Another 50% drop and you'll have a chance at making a killing. Dubai as an international financial center didn't make much sense as even GE is getting into Islamic finance, as a travel destination they only have 5 months of decent weather, none of which are during when Euros holiday. Logistics and a waypoint for air travelers? Sure.

i saw this and thought of your title..this is the shape of the future, this a real letter, no money yet!

NIGEL JOHNSON-HILL,
PARKFARM, MILLAND, LIPHOOK GU30 7JT

Rt Hon David Miliband MP
Secretary of State.
Department for Environment, Food and Rural Affairs (DEFRA),
Nobel House
17 Smith Square
London
SW1P 3JR

16 July 2009

Dear Secretary of State,

My friend, who is in farming at the moment, recently received a cheque for £3,000 from the Rural Payments Agency for not rearing pigs. I would now like to join the "not rearing pigs" business.

In your opinion, what is the best kind of farm not to rear pigs on, and which is the best breed of pigs not to rear? I want to be sure I approach this endeavour in keeping with all government policies, as dictated by the EU under the Common Agricultural Policy.

I would prefer not to rear bacon pigs, but if this is not the type you want not rearing, I will just as gladly not rear porkers. Are there any advantages in not rearing rare breeds such as Saddlebacks or Gloucester Old Spots, or are there too many people already not rearing these?

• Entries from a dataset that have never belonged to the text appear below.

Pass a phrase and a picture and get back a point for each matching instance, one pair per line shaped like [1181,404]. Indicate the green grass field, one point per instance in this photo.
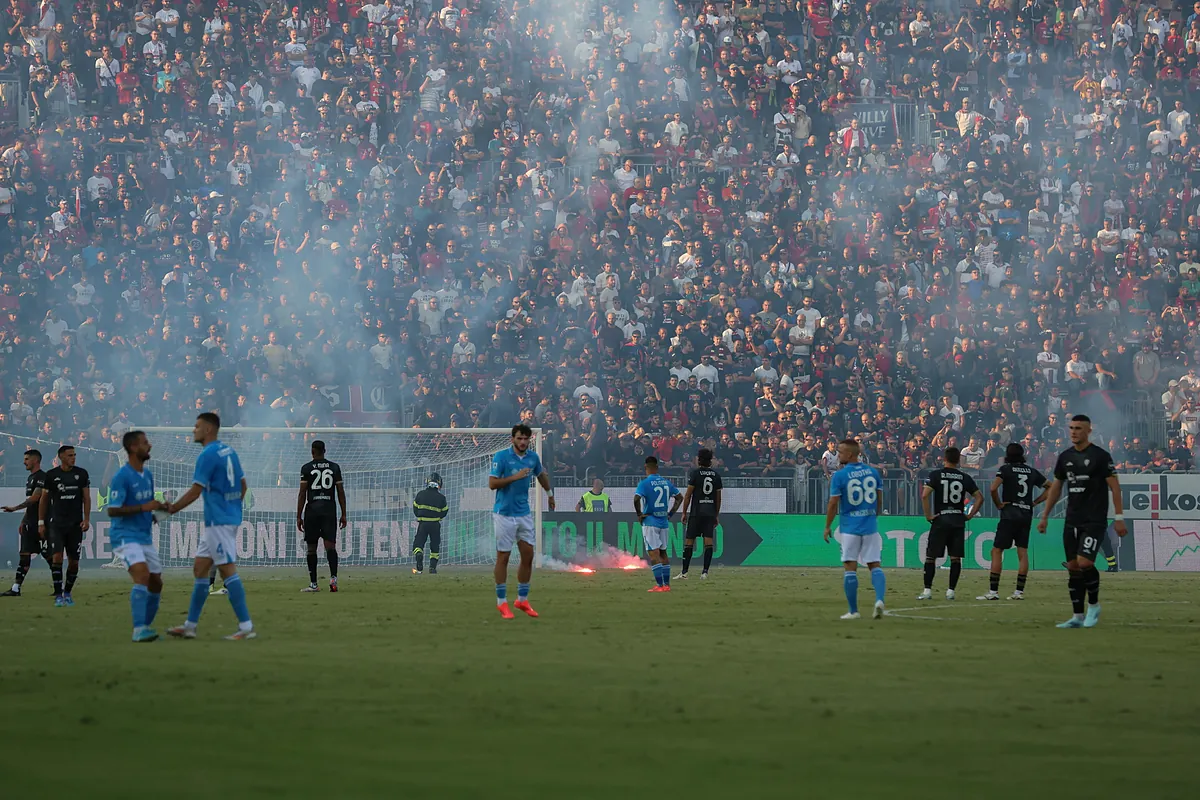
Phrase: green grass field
[744,686]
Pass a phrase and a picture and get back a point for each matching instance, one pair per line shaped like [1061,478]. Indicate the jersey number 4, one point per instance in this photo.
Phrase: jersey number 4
[862,491]
[322,479]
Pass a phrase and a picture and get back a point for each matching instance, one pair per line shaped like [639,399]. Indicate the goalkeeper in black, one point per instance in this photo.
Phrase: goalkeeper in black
[430,507]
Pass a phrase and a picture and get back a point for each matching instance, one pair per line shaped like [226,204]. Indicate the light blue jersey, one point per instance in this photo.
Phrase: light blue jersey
[129,488]
[219,471]
[857,486]
[513,500]
[655,492]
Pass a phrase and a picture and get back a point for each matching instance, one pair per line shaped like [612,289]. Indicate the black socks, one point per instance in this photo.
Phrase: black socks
[1092,583]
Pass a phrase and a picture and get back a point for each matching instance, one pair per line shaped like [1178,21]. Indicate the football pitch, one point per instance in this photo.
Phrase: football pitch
[743,686]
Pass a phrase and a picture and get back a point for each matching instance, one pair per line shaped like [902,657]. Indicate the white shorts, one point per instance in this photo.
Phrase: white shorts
[132,553]
[864,549]
[655,537]
[511,529]
[220,543]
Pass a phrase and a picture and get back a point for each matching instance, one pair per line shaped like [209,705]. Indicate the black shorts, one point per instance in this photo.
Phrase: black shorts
[64,539]
[321,527]
[30,542]
[700,528]
[1084,540]
[1012,531]
[946,539]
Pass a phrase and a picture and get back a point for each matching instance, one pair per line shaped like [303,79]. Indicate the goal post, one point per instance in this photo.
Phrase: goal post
[382,470]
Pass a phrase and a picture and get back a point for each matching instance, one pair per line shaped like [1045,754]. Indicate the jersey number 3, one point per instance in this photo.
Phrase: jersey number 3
[862,491]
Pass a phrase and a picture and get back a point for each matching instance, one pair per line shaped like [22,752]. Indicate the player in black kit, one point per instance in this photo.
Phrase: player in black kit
[701,510]
[948,488]
[64,516]
[430,507]
[30,542]
[321,481]
[1091,480]
[1015,489]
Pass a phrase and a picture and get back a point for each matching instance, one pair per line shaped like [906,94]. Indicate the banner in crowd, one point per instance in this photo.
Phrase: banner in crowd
[1167,545]
[1175,495]
[876,120]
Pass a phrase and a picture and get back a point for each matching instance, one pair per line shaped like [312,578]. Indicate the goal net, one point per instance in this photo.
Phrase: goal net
[382,470]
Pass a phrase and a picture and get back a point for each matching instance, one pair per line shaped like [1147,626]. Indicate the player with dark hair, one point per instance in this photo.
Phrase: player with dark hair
[1015,491]
[1091,479]
[856,492]
[430,507]
[64,516]
[651,504]
[948,489]
[132,509]
[30,543]
[321,493]
[220,480]
[511,517]
[701,510]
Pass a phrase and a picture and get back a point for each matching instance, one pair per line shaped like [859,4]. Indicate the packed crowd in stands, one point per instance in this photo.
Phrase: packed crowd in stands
[641,226]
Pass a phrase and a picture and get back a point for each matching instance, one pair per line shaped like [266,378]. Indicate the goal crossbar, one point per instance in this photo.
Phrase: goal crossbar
[292,439]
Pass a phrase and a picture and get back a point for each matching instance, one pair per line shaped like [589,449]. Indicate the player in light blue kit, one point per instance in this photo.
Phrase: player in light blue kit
[131,505]
[220,479]
[651,504]
[511,517]
[857,491]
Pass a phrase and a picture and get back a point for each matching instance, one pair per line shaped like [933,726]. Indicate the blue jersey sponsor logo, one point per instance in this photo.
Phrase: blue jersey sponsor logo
[130,487]
[655,492]
[219,471]
[513,500]
[857,487]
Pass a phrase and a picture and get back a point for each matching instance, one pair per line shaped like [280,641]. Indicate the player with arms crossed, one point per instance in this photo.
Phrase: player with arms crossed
[1013,493]
[701,510]
[949,488]
[131,505]
[66,503]
[651,504]
[220,479]
[1091,479]
[857,492]
[30,543]
[317,518]
[511,470]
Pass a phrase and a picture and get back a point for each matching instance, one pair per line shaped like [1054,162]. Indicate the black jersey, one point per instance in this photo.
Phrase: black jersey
[1085,474]
[952,489]
[319,477]
[705,482]
[1019,486]
[66,491]
[35,482]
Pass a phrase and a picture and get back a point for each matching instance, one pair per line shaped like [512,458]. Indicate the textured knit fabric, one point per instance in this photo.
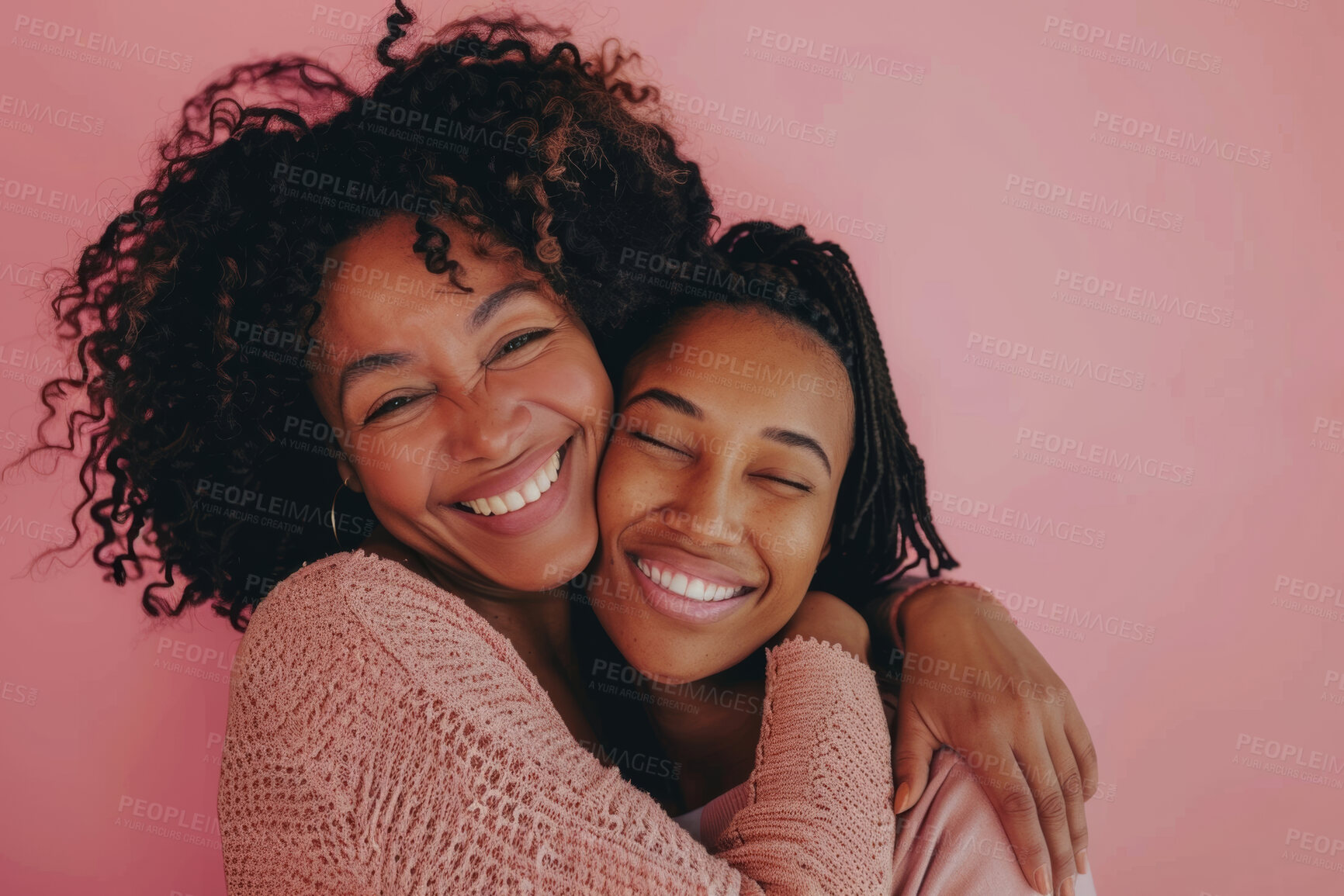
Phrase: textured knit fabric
[385,739]
[951,841]
[707,822]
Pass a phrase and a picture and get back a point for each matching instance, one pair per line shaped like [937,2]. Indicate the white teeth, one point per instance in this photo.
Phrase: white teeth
[684,585]
[523,495]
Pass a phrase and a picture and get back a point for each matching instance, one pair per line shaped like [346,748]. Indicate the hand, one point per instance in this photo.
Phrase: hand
[972,680]
[828,618]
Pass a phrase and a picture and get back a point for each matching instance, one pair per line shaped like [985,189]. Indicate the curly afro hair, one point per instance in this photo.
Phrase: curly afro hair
[191,315]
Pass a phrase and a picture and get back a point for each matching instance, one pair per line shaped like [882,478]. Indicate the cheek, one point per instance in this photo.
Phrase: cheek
[792,545]
[400,470]
[578,386]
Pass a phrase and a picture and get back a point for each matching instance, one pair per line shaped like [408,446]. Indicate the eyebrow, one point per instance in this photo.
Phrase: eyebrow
[797,440]
[367,365]
[776,434]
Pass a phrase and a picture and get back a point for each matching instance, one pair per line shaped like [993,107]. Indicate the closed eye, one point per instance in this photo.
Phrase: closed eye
[389,406]
[519,341]
[802,486]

As I see it, the hardest part of this programme will be keeping an accurate record of how many pigs I haven't reared. Are there any Government or Local Authority courses on this?

My friend is very satisfied with this business. He has been rearing pigs for forty years or so, and the best he ever made on them was £1,422 in 1968. That is - until this year, when he received a cheque for not rearing any.

If I get £3,000 for not rearing 50 pigs, will I get £6,000 for not rearing 100? I plan to operate on a small scale at first, holding myself down to about 4,000 pigs not raised, which will mean about £240,000 for the first year. As I become more expert in not rearing pigs, I plan to be more ambitious, perhaps increasing to, say, 40,000 pigs not reared in my second year, for which I should expect about £2.4 million from your department. Incidentally, I wonder if I would be eligible to receive tradable carbon credits for all these pigs not producing harmful and polluting methane gases?

Another point: These pigs that I plan not to rear will not eat 2,000 tonnes of cereals. I understand that you also pay farmers for not growing crops. Will I qualify for payments for not growing cereals to not feed the pigs I don't rear?

I am also considering the "not milking cows" business, so please send any information you have on that too. Please could you also include the current Defra advice on set aside fields? Can this be done on an e-commerce basis with virtual fields (of which I seem to have several thousand hectares)?

In view of the above you will realise that I will be totally unemployed, and will therefore qualify for unemployment benefits. I shall of course be voting for your party at the next general election.